Biz küçük bir çocukken ezkaza küfürlü bir cümle kuracak
olsak, büyüklerimiz, “Ağzına biber sürerim” diyerek bizi uyarırlardı. Yöntem
çok isabetli olmasa da biz çocuklar, bu ikaz sayesinde, ettiğimiz “ayıp”ın
farkına varır ve mahcup olur, tekrarlamaktan kaçınırdık.
Böylesi ayıplar, gençlik dönemimizde vuku bulmuşsa,
“Utanmıyor musun böyle konuşmaya” şeklinde tepkilerle karşılaşırdık.
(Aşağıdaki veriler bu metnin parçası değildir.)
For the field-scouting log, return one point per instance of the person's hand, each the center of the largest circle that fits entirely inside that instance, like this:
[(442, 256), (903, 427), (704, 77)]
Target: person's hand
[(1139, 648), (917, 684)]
Üstelik bizi uyaranlar, sadece annemiz, babamız, abimiz,
ablamız olmazdı. Sokaktan geçen herhangi bir yetişkin, herhangi bir çocuğu,
genci uyarma hakkına ve yetkisine sahipti. “Tamam amca”, “peki teyze” diye
karşılık verdiğimiz büyüklerdi hepsi…
Günümüzde, çocukların ve gençlerin ağızları adeta
kanalizasyon borusuna dönmüş vaziyette… “S**arım”lar, “s**erim”ler, kahkahalar
arasında havada uçuşuyor… Vurgu ve tonlamalar, duraklar, artık küfür
ifadeleriyle yapılıyor. Virgül’ün ya da noktalı virgül’ün, çoğu zaman da nokta’nın karşılığı artık
“amk”…
Eskiden bozuk bir telâffuzla da olsa hiç olmazsa “anadın
mı?” (anladın mı?) “taam mı?” (tamam mı?) derlerdi… Şimdi onların yerini de
“amk” aldı… Çocukların ağızlarına biber sürecek, gençlere “Utanmıyor musun
böyle konuşmaya?!” diyecek yetişkinler de yok artık…
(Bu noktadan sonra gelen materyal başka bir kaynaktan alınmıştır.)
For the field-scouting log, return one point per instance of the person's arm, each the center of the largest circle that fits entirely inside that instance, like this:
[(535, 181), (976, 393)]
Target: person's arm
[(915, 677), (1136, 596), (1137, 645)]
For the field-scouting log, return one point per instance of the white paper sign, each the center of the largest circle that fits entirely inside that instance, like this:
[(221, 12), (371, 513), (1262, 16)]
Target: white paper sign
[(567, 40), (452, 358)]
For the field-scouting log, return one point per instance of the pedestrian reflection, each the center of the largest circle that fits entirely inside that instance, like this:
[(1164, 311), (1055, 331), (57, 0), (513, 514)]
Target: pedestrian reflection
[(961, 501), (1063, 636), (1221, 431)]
Nükteler, hicivler, lâtifeler “espri”ye, espriler de küfürlere
dönüştü… Lağıma batıp çıkan bir dilden nasıl tatlı söz çıkabilir? “Hoş sohbet”
nasıl ortaya çıkar? Cemil Meriç diyordu ki, “Gübreden güzel çiçekler fışkırır,
doğru; ama lağımdan çiçek fışkırdığı görülmüş mü?”